Thursday, October 12, 2006

The Worst Mistake

07/21/2006

The Worst Mistake

I recently undergo the worst mistake that can be done in a business intelligence project. Of the large number of pitfalls there is one that must be avoided at all costs.It spoils developers’ and consultants’ lives, it makes the client terribly unhappy and helpless, it automatically makes the project go late.So never, never, never, never, never, never, never…
…build a business intelligence system (or a part of it) before the source system is fully deployed.
It is such obvious evidence that it should not be necessary to explain this further, but I keep seeing projects where the main transactional system starts together with the BI system.
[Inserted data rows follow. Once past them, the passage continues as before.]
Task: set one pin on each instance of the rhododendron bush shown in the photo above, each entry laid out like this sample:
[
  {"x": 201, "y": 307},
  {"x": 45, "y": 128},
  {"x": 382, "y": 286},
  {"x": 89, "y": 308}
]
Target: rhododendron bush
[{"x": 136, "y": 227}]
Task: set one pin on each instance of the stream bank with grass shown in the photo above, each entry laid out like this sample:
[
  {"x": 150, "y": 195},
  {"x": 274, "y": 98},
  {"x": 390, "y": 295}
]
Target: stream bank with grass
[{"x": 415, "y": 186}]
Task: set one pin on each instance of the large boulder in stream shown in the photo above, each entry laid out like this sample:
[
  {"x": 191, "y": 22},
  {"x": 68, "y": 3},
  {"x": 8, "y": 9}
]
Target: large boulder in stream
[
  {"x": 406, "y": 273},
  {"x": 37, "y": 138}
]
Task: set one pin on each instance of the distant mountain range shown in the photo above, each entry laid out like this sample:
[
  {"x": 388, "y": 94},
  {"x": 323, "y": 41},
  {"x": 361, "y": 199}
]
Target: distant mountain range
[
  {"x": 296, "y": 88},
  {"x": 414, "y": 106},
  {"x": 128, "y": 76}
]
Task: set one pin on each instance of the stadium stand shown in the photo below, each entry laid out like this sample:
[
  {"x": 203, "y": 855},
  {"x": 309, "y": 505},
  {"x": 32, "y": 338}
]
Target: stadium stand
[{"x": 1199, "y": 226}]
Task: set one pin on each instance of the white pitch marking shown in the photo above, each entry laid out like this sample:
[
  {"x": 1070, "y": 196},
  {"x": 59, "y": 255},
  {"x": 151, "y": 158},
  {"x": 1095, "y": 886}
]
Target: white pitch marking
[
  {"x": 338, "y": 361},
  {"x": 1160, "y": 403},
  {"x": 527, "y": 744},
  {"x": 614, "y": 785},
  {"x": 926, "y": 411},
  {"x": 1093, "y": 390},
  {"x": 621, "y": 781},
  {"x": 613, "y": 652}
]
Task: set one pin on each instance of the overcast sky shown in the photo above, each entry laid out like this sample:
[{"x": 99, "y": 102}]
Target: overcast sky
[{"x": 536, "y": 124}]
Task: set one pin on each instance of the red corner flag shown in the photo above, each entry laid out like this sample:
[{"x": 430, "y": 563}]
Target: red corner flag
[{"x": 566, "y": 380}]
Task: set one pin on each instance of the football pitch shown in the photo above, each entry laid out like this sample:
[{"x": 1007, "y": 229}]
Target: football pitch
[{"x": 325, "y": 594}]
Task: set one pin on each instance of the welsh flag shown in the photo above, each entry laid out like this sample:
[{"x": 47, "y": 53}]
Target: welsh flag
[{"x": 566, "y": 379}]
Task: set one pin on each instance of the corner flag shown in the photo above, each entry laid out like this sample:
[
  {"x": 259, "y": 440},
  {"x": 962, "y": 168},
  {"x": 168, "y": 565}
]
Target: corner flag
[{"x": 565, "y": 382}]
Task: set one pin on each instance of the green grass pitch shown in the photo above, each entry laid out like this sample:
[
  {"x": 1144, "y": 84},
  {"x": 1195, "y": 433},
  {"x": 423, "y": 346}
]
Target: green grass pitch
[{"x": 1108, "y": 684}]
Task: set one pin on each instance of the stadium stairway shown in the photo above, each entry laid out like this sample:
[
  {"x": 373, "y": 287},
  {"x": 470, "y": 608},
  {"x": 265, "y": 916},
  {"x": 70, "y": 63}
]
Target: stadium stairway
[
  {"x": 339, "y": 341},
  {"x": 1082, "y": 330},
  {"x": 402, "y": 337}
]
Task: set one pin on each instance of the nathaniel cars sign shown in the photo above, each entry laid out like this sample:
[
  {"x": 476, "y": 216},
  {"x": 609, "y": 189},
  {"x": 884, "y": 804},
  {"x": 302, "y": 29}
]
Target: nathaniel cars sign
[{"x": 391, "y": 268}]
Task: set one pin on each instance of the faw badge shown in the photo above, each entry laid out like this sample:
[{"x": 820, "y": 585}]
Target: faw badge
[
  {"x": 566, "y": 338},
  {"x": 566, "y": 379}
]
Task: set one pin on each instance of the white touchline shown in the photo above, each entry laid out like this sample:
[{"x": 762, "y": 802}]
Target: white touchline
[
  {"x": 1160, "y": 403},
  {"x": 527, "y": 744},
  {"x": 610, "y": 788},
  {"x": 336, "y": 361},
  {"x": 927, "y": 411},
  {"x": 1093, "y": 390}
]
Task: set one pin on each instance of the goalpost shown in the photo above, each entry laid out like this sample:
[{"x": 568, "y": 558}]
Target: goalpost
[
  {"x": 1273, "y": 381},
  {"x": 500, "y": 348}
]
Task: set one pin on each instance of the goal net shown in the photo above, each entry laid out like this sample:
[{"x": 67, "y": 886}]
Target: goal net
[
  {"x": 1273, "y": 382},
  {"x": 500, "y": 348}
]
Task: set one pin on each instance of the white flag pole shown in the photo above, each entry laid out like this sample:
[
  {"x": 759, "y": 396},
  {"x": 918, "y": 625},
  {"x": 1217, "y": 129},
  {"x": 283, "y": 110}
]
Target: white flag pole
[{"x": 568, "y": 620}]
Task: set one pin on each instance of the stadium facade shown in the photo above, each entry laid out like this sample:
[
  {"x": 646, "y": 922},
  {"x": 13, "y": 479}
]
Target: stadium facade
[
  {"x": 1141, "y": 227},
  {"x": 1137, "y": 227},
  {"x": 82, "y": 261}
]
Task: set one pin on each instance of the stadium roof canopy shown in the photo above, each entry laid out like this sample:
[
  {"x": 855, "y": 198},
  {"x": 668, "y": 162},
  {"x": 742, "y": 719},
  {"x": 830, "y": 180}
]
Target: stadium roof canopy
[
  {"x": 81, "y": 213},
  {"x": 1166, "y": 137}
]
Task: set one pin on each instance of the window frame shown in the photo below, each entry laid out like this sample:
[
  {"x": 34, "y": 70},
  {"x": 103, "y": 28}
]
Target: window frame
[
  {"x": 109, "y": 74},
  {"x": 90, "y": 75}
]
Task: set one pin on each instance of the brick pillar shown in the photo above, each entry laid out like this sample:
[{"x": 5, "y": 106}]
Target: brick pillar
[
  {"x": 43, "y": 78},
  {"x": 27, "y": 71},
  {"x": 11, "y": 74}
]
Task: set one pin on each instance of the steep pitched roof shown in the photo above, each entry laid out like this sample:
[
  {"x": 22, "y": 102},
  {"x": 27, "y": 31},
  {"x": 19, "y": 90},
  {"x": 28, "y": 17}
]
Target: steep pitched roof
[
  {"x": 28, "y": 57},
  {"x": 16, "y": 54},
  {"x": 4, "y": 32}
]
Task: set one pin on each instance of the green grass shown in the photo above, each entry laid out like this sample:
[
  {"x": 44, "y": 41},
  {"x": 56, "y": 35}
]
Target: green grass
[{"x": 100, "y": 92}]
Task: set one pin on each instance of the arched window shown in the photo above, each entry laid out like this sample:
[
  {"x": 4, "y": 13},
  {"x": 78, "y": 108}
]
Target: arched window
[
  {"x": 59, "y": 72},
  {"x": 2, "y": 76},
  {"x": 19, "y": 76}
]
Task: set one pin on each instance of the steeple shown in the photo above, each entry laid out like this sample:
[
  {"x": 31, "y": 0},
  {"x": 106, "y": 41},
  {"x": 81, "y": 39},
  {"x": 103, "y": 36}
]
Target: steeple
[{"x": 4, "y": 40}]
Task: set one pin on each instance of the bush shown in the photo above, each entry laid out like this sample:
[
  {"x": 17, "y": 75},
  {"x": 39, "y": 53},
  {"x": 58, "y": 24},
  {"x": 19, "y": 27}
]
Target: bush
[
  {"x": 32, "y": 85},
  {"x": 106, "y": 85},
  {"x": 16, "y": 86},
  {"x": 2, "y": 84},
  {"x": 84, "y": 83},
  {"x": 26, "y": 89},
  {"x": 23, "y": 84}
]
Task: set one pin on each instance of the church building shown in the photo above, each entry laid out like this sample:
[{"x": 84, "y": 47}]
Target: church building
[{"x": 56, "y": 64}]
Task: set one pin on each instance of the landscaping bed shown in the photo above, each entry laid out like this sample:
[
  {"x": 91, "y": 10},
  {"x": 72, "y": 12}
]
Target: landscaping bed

Along with this I keep seeing stressed consultants and disappointed customers.So, what are, once and for all, the reasons that prevent a BI system from going live right together with its transactional source?
If there’s no data to analyze there’s no way to analyze them.It seems too obvious but a system with only a handful of test data is not representative at all of the entire cruising situation.
Migrated/Imported data are not suited for developing.Maybe the new system is filled with migrated data. They are not suited for BI development as well. They are not because, often, systems work well with different patterns that are not the patterns produced by the operational system itself. That is, some test data fields may be filled while, in new transactions after go live, they’ll be empty, or will contain a different value. Some lookups may work only before, on migrated data and not after. Some phenomena may actually take place only after the go live. To build a consistent ETL process, to cleanse and rearrange data, all the data patterns and all the phenomena must be in place. Each early try is doomed to failure as unnecessary transformations will be put in place and necessary ones will be left.
Business Intelligence is related to bulk data analysis. Business Intelligence queries normally sweep large amount of data to extract aggregations, averages, metrics of any sort etc. This means that testing those operations on fake data is by no mean a sensible way to develop data. True values can be figured out only from true data.
Many Business Rules are implicit. Not all the business rules that are meaningful to the analysis are explicitly stated. Many are embed in the transactional system functioning. Often they are taken for granted by users and ignored in the requirements collection step. The database builder and the report builder will be called to a detailed work to carefully analyze those rules and transform them to the reporting/dashboard expected behaviour. Usually these rules do not apply to the generality but to particular cases. Test data cannot catch up these cases.